The film follows marginalized man, Henry Creedlow (Jason Flemyng). He’s got some of the worst luck you can imagine. His financial adviser is stealing money from him. His wife is cheating on him with his boss -who also happens to be a total dick. His own dog doesn’t even seem to respect him. Rather than confront these issues, he remains silent and rolls with the punches. That is, until he wakes up one morning without a face. With the physical removal of his identity, he seizes the opportunity for retribution.

And boy, does he ever. The entirety of the second act is revenge fantasy at its most effective. There are moments where, despite your more forgiving tendencies, you’ll feel compelled to cheer Henry along as he dishes out his brand of personal justice. Romero’s script and direction help it rise above these baser moments. He asks valuable questions about identity, how we’re defined as people, while still delivering the horror. Where the Dead films were sociological in their scope, Bruiser telescopes its focus on the psychology of an individual trying to exist in a world that has wronged him. Robbed of his essence by those around him, he has no choice but to become a slave to his animal tendency towards violence.
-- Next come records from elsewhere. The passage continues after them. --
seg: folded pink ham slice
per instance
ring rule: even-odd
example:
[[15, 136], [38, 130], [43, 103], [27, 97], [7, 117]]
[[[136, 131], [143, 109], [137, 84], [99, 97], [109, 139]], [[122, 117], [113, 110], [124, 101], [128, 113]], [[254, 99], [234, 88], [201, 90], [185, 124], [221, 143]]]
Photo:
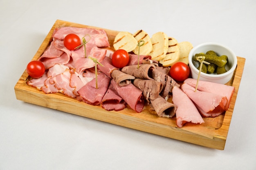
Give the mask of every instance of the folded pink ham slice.
[[186, 83], [182, 85], [181, 89], [193, 102], [206, 113], [212, 111], [219, 106], [224, 109], [227, 102], [225, 96], [198, 90], [195, 92], [195, 88]]
[[176, 123], [179, 128], [186, 122], [202, 124], [204, 123], [193, 102], [180, 88], [173, 89], [173, 101], [177, 107]]
[[118, 111], [126, 107], [126, 103], [119, 96], [113, 85], [110, 84], [101, 101], [101, 105], [105, 110]]
[[110, 83], [118, 94], [132, 109], [138, 113], [142, 111], [144, 104], [142, 91], [133, 84], [120, 87], [114, 79], [111, 80]]
[[[108, 90], [110, 78], [103, 73], [98, 75], [98, 89], [96, 87], [96, 78], [87, 83], [77, 92], [85, 103], [92, 105], [99, 105]], [[77, 98], [81, 100], [81, 97]]]
[[[196, 79], [189, 78], [185, 80], [184, 83], [195, 88], [197, 81]], [[229, 107], [230, 101], [235, 92], [234, 87], [202, 81], [199, 81], [198, 82], [197, 89], [202, 92], [214, 93], [226, 96], [227, 99], [227, 103], [225, 109], [226, 111]]]

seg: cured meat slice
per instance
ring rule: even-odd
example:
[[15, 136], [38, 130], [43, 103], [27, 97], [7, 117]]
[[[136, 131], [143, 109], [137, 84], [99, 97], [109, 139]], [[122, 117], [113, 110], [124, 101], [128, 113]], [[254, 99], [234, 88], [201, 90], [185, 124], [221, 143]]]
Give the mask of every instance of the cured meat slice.
[[[189, 78], [185, 80], [184, 82], [195, 88], [197, 81], [196, 79]], [[225, 107], [226, 111], [227, 110], [229, 107], [230, 101], [235, 92], [234, 87], [202, 81], [199, 81], [197, 89], [202, 92], [214, 93], [226, 96], [227, 99], [227, 102]]]
[[142, 91], [132, 84], [120, 87], [114, 79], [111, 80], [110, 83], [132, 109], [138, 113], [142, 111], [144, 105]]
[[[99, 105], [108, 90], [110, 78], [103, 73], [97, 76], [98, 89], [96, 87], [96, 78], [87, 83], [77, 92], [82, 98], [83, 101], [92, 105]], [[81, 98], [78, 98], [80, 100]]]
[[159, 117], [172, 118], [175, 115], [176, 106], [166, 101], [162, 97], [158, 96], [155, 99], [151, 100], [150, 102]]
[[142, 64], [139, 65], [139, 69], [137, 65], [129, 65], [124, 67], [121, 71], [136, 78], [153, 80], [152, 78], [152, 68], [155, 69], [155, 66], [153, 64]]
[[135, 78], [133, 84], [143, 92], [143, 97], [149, 103], [150, 101], [156, 99], [163, 88], [161, 82], [152, 80]]
[[225, 96], [199, 90], [195, 92], [195, 88], [186, 83], [182, 85], [181, 89], [206, 113], [212, 111], [219, 105], [224, 109], [227, 103], [227, 100]]
[[173, 101], [177, 107], [176, 123], [182, 128], [186, 123], [202, 124], [204, 123], [193, 102], [180, 88], [173, 89]]
[[70, 34], [76, 34], [81, 39], [86, 35], [89, 35], [90, 39], [88, 43], [93, 44], [99, 47], [110, 46], [107, 33], [102, 29], [65, 27], [56, 29], [53, 37], [63, 40], [66, 36]]
[[111, 74], [113, 70], [118, 69], [112, 65], [111, 59], [105, 56], [103, 60], [101, 63], [102, 65], [98, 65], [98, 69], [104, 73], [106, 75], [112, 78]]
[[[137, 54], [129, 54], [130, 60], [127, 65], [138, 65], [138, 55]], [[139, 64], [142, 64], [143, 60], [147, 59], [151, 59], [151, 56], [139, 55]], [[149, 63], [148, 63], [149, 64]], [[150, 63], [151, 64], [151, 63]]]
[[118, 111], [126, 108], [126, 102], [119, 96], [113, 85], [110, 83], [101, 101], [102, 108], [106, 110]]
[[119, 69], [113, 70], [111, 76], [120, 87], [125, 86], [131, 83], [131, 80], [135, 79], [134, 76], [124, 73]]

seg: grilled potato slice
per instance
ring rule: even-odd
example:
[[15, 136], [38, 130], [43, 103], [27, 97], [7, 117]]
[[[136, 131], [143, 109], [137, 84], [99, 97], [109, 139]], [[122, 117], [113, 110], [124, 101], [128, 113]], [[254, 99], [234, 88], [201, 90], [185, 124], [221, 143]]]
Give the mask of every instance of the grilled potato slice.
[[152, 60], [160, 61], [164, 58], [168, 50], [168, 36], [163, 32], [154, 34], [151, 38], [153, 48], [148, 54]]
[[177, 40], [173, 37], [168, 39], [168, 50], [165, 57], [159, 61], [164, 67], [171, 66], [180, 59], [180, 46]]
[[129, 52], [135, 49], [137, 43], [131, 33], [122, 31], [118, 33], [115, 37], [113, 46], [116, 50], [123, 49]]
[[[139, 55], [148, 55], [152, 50], [152, 43], [150, 37], [148, 34], [143, 30], [139, 30], [134, 33], [133, 36], [137, 40], [137, 45], [141, 40], [143, 40], [145, 41], [144, 45], [139, 48]], [[134, 54], [138, 55], [139, 47], [136, 46], [132, 51]]]
[[180, 46], [180, 60], [178, 61], [189, 64], [189, 54], [193, 48], [193, 45], [188, 41], [184, 41], [179, 43]]

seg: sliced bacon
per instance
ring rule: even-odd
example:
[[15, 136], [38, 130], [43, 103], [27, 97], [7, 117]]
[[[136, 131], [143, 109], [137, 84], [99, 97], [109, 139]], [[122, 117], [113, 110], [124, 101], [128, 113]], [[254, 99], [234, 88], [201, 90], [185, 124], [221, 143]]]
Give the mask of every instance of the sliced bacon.
[[126, 102], [120, 96], [113, 85], [110, 84], [101, 102], [102, 108], [106, 110], [121, 110], [126, 107]]
[[166, 101], [162, 96], [158, 96], [150, 103], [159, 117], [172, 118], [176, 113], [177, 107], [175, 105]]
[[173, 89], [173, 101], [177, 107], [176, 124], [182, 128], [186, 122], [202, 124], [204, 123], [192, 101], [180, 88]]
[[77, 92], [80, 97], [83, 98], [83, 101], [86, 103], [100, 105], [108, 90], [111, 79], [103, 73], [98, 75], [97, 78], [98, 89], [96, 89], [96, 78], [94, 78]]
[[132, 109], [138, 113], [142, 111], [144, 104], [142, 91], [132, 84], [120, 87], [114, 79], [111, 80], [110, 83]]
[[142, 92], [143, 97], [148, 103], [150, 100], [156, 99], [163, 88], [161, 82], [152, 80], [144, 80], [135, 78], [133, 84]]
[[[196, 79], [189, 78], [185, 80], [184, 82], [195, 88], [197, 81]], [[225, 109], [226, 111], [229, 107], [230, 101], [235, 92], [234, 87], [202, 81], [199, 81], [197, 89], [202, 92], [214, 93], [226, 96], [227, 99]]]
[[145, 80], [153, 80], [152, 78], [152, 69], [155, 69], [153, 64], [142, 64], [138, 69], [137, 65], [129, 65], [124, 67], [121, 71], [125, 73]]
[[186, 83], [183, 83], [181, 89], [190, 99], [202, 110], [208, 113], [213, 110], [219, 105], [223, 109], [227, 102], [225, 96], [197, 90]]

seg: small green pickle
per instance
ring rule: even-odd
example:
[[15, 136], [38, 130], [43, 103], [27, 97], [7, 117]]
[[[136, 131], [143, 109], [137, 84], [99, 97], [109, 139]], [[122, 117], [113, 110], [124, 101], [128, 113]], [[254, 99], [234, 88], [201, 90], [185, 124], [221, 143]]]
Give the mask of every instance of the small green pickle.
[[227, 71], [225, 68], [225, 65], [222, 67], [217, 67], [217, 69], [216, 69], [216, 72], [217, 74], [222, 74], [226, 72], [227, 72]]
[[193, 58], [194, 60], [197, 61], [196, 59], [197, 57], [200, 56], [204, 56], [205, 57], [204, 61], [207, 61], [210, 63], [216, 64], [220, 67], [222, 67], [225, 65], [227, 62], [227, 60], [226, 60], [225, 57], [222, 56], [219, 57], [212, 55], [202, 54], [195, 54]]
[[216, 64], [211, 63], [207, 65], [207, 72], [208, 73], [213, 73], [215, 69], [217, 67], [217, 65]]
[[[203, 65], [202, 66], [202, 70], [201, 70], [201, 72], [203, 73], [207, 73], [207, 64], [205, 63], [203, 63]], [[200, 69], [200, 65], [197, 68], [199, 70]]]

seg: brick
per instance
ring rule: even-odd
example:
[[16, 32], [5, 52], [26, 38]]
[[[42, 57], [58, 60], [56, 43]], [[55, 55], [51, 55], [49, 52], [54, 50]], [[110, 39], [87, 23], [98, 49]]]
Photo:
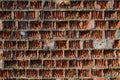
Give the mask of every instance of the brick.
[[115, 50], [104, 50], [103, 55], [104, 58], [116, 58]]
[[30, 60], [31, 68], [40, 68], [42, 66], [42, 60]]
[[13, 75], [15, 77], [25, 77], [26, 76], [25, 69], [15, 69], [13, 70]]
[[66, 50], [64, 52], [66, 58], [76, 58], [76, 51], [74, 50]]
[[50, 78], [51, 77], [51, 70], [49, 69], [40, 69], [39, 70], [39, 76], [40, 77], [45, 77], [45, 78]]
[[62, 40], [62, 41], [55, 41], [56, 44], [56, 49], [67, 49], [67, 41]]
[[38, 77], [38, 71], [37, 70], [32, 70], [32, 69], [28, 69], [26, 71], [26, 76], [29, 78], [37, 78]]
[[90, 71], [88, 69], [78, 70], [78, 77], [90, 77]]
[[44, 60], [43, 66], [46, 68], [53, 68], [53, 67], [55, 67], [55, 61], [54, 60]]
[[69, 48], [70, 49], [80, 49], [81, 46], [80, 46], [80, 41], [79, 40], [70, 40], [69, 41]]
[[104, 18], [103, 11], [93, 11], [93, 12], [91, 12], [91, 18], [92, 19], [103, 19]]
[[37, 58], [37, 51], [35, 51], [35, 50], [26, 51], [26, 57], [36, 59]]
[[76, 77], [77, 72], [75, 69], [67, 69], [65, 70], [65, 76], [66, 77]]
[[16, 41], [5, 41], [4, 42], [4, 49], [15, 49], [16, 48]]
[[92, 40], [85, 40], [83, 42], [83, 48], [93, 48], [93, 41]]
[[90, 58], [90, 51], [89, 50], [78, 50], [77, 55], [78, 55], [78, 58], [80, 59], [88, 59]]
[[64, 58], [64, 53], [62, 50], [52, 51], [52, 58]]
[[47, 51], [47, 50], [40, 50], [39, 53], [38, 53], [38, 57], [39, 58], [50, 58], [51, 57], [51, 52]]
[[108, 66], [107, 66], [107, 60], [96, 59], [95, 60], [95, 67], [96, 68], [108, 68]]
[[70, 7], [73, 9], [82, 9], [83, 3], [82, 1], [70, 1]]
[[58, 68], [67, 68], [68, 67], [68, 60], [57, 60], [56, 67]]
[[61, 69], [53, 69], [52, 70], [52, 76], [53, 77], [63, 77], [64, 76], [64, 70]]

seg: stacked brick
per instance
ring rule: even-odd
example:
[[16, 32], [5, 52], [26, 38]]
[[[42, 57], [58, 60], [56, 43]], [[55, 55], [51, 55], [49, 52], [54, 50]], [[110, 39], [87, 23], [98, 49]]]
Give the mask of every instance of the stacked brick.
[[120, 0], [0, 1], [1, 80], [120, 80]]

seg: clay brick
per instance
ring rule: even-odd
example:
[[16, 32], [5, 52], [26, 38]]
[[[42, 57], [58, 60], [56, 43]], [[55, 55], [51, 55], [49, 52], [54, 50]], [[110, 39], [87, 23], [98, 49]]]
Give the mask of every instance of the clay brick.
[[40, 77], [45, 77], [45, 78], [50, 78], [51, 77], [51, 70], [49, 70], [49, 69], [40, 69], [39, 70], [39, 76]]
[[70, 7], [73, 9], [82, 9], [82, 1], [70, 1]]
[[103, 11], [93, 11], [92, 13], [92, 19], [103, 19], [104, 18], [104, 14]]
[[15, 77], [25, 77], [26, 76], [25, 69], [15, 69], [13, 70], [13, 75]]
[[79, 32], [68, 30], [68, 31], [66, 31], [66, 36], [67, 36], [67, 38], [72, 38], [72, 39], [79, 38]]
[[52, 51], [52, 58], [63, 58], [63, 57], [64, 57], [64, 53], [62, 50]]
[[28, 1], [17, 1], [17, 9], [27, 9], [29, 7], [30, 5]]
[[88, 69], [78, 70], [78, 77], [90, 77], [90, 71]]
[[38, 40], [32, 40], [29, 41], [29, 48], [30, 49], [41, 49], [42, 48], [42, 41], [38, 41]]
[[96, 29], [107, 29], [108, 28], [107, 21], [96, 21], [95, 25], [96, 25], [95, 26]]
[[64, 52], [66, 58], [76, 58], [76, 51], [75, 50], [66, 50]]
[[93, 39], [103, 39], [103, 31], [102, 30], [95, 30], [95, 31], [92, 31], [91, 33], [91, 37]]
[[78, 50], [77, 55], [78, 55], [78, 58], [80, 59], [88, 59], [90, 58], [90, 51], [89, 50]]
[[42, 1], [30, 1], [30, 8], [42, 9]]
[[24, 18], [25, 18], [25, 12], [23, 11], [14, 12], [14, 19], [24, 19]]
[[14, 59], [21, 59], [25, 57], [25, 51], [13, 51], [12, 56]]
[[120, 48], [120, 40], [114, 40], [113, 48]]
[[73, 41], [73, 40], [71, 40], [71, 41], [69, 41], [69, 48], [70, 49], [80, 49], [80, 41], [79, 40], [75, 40], [75, 41]]
[[83, 2], [85, 9], [93, 9], [94, 8], [94, 1], [84, 1]]
[[80, 19], [90, 19], [91, 18], [91, 14], [89, 11], [80, 11], [78, 13], [78, 15], [79, 15]]
[[83, 48], [93, 48], [93, 41], [92, 40], [85, 40], [83, 42]]
[[55, 61], [54, 60], [44, 60], [43, 66], [46, 68], [53, 68], [53, 67], [55, 67]]
[[27, 32], [28, 39], [41, 39], [41, 35], [37, 31], [29, 31]]
[[117, 18], [115, 11], [105, 11], [104, 13], [105, 13], [104, 14], [105, 19], [116, 19]]
[[39, 58], [50, 58], [51, 57], [51, 52], [47, 50], [40, 50], [38, 54]]
[[12, 77], [13, 76], [13, 72], [12, 72], [12, 70], [3, 70], [2, 71], [3, 72], [3, 77], [5, 78], [5, 77]]
[[57, 60], [56, 67], [58, 68], [67, 68], [68, 67], [68, 60]]
[[15, 49], [16, 41], [4, 41], [4, 49]]
[[104, 76], [104, 72], [102, 69], [92, 69], [91, 74], [92, 76], [97, 76], [97, 77]]
[[2, 22], [3, 30], [14, 30], [15, 22], [14, 21], [4, 21]]
[[67, 69], [65, 70], [66, 77], [76, 77], [77, 71], [75, 69]]
[[108, 68], [108, 66], [107, 66], [107, 60], [96, 59], [95, 60], [95, 67], [96, 68]]
[[29, 78], [37, 78], [38, 77], [38, 71], [35, 69], [28, 69], [26, 71], [26, 76]]
[[82, 39], [91, 38], [91, 31], [90, 30], [79, 31], [79, 37]]
[[64, 70], [61, 70], [61, 69], [53, 69], [52, 70], [52, 76], [53, 77], [63, 77], [64, 76]]
[[35, 51], [35, 50], [26, 51], [26, 57], [36, 59], [37, 58], [37, 51]]
[[40, 68], [42, 66], [42, 60], [30, 60], [31, 68]]
[[0, 19], [11, 19], [11, 11], [0, 11]]
[[103, 51], [102, 50], [92, 50], [91, 57], [92, 58], [103, 58]]
[[104, 50], [104, 58], [116, 58], [115, 50]]
[[119, 68], [120, 67], [120, 60], [119, 59], [109, 59], [108, 66], [112, 68]]
[[90, 68], [94, 66], [94, 60], [82, 60], [83, 68]]
[[62, 41], [56, 41], [56, 49], [67, 49], [67, 41], [66, 40], [62, 40]]
[[17, 61], [17, 68], [28, 68], [29, 67], [29, 60], [18, 60]]

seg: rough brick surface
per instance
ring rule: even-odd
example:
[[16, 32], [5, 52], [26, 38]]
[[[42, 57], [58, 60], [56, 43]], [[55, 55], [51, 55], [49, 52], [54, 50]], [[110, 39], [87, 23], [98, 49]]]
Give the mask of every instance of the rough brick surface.
[[0, 80], [120, 80], [120, 0], [0, 0]]

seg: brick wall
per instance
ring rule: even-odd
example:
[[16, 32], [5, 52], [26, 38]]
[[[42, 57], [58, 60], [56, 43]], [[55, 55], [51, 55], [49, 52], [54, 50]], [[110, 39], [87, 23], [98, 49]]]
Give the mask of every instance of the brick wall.
[[119, 58], [120, 0], [0, 0], [0, 80], [120, 80]]

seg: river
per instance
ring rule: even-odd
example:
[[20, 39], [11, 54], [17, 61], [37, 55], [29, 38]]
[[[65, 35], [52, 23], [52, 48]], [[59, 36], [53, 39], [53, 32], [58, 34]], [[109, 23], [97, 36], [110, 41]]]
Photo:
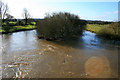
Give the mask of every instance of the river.
[[84, 31], [77, 40], [46, 41], [36, 30], [3, 34], [3, 78], [116, 78], [120, 42]]

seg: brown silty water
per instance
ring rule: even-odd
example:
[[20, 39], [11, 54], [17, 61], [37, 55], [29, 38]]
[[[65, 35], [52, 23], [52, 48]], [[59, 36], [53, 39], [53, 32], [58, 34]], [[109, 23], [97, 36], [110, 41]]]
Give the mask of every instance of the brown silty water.
[[0, 35], [3, 78], [118, 77], [118, 43], [84, 31], [77, 40], [46, 41], [36, 31]]

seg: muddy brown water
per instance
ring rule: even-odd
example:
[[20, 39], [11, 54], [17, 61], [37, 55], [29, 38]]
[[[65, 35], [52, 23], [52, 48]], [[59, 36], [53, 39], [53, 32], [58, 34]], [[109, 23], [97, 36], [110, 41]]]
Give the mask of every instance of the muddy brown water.
[[38, 39], [35, 30], [0, 37], [3, 78], [118, 77], [119, 42], [94, 33], [69, 41]]

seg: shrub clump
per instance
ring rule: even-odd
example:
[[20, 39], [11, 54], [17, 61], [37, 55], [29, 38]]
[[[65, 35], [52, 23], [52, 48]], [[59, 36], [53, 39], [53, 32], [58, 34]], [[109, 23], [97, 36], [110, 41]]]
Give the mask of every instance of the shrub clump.
[[82, 34], [86, 21], [80, 20], [77, 15], [70, 13], [48, 14], [37, 22], [38, 37], [48, 40], [69, 39]]

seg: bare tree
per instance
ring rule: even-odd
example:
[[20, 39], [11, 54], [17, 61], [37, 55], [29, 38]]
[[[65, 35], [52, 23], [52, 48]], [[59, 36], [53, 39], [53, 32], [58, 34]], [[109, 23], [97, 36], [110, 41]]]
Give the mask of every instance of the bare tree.
[[2, 20], [4, 21], [6, 14], [8, 13], [8, 5], [4, 4], [1, 0], [0, 0], [0, 25], [2, 25]]
[[28, 19], [30, 19], [30, 14], [26, 8], [23, 10], [23, 18], [25, 19], [25, 24], [28, 23]]

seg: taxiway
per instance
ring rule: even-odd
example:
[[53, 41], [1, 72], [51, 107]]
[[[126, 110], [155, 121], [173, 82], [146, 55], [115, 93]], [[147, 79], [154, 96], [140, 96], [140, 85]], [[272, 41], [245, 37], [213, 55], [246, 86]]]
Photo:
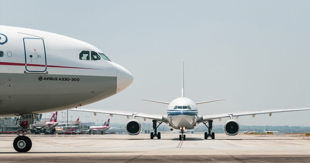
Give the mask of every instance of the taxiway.
[[309, 162], [310, 138], [286, 135], [162, 133], [160, 140], [149, 134], [27, 135], [32, 148], [25, 153], [13, 147], [15, 135], [0, 135], [0, 162]]

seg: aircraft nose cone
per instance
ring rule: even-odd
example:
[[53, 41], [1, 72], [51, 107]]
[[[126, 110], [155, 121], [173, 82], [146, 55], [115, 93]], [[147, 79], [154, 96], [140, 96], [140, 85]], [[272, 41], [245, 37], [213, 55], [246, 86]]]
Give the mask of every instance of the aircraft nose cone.
[[134, 80], [133, 76], [131, 73], [119, 65], [117, 66], [117, 93], [128, 87]]

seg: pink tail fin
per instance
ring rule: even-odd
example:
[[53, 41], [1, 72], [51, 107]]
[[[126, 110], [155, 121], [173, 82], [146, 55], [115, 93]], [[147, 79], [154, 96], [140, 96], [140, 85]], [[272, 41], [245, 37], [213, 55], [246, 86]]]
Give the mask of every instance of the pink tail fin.
[[108, 127], [109, 124], [110, 124], [110, 119], [109, 118], [109, 119], [108, 120], [108, 122], [107, 122], [107, 125], [106, 125], [105, 126], [107, 127]]
[[50, 121], [49, 122], [53, 122], [54, 120], [54, 117], [55, 116], [55, 113], [53, 114], [53, 115], [52, 115], [52, 117], [51, 118], [51, 119], [50, 120]]
[[75, 124], [78, 124], [78, 120], [79, 119], [80, 119], [80, 118], [78, 118], [78, 119], [77, 120], [77, 121], [75, 121]]
[[54, 116], [54, 120], [53, 121], [53, 122], [56, 122], [57, 121], [57, 112], [56, 111], [56, 113], [55, 113], [55, 116]]

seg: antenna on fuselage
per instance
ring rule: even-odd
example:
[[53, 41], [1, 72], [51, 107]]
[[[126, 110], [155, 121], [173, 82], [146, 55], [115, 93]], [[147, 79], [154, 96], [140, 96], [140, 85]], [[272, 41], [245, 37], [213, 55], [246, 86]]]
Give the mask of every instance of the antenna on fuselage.
[[182, 89], [181, 97], [184, 97], [184, 70], [183, 68], [184, 65], [183, 63], [183, 60], [182, 60]]

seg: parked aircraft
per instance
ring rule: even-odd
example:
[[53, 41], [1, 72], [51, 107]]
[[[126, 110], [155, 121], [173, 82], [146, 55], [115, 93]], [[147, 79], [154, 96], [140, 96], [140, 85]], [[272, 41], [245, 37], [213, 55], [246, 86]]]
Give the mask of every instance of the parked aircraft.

He won’t hurt that puppy, will he?

Compliments are due to the cast, especially Flemyng as Henry and Peter Stormare as his super douche-y boss. With a budget of approximately $5 million, Romero continues to prove his excellent record of getting so much out of so little. While admittedly, the climax seems a bit rushed, especially given how well everything is set up, Bruiser is one of Romero’s better efforts and I frankly don’t understand why it doesn’t get more attention. Check it out, if you haven’t already. If you have, I’d recommend revisiting it. Either way, you won’t be disappointed.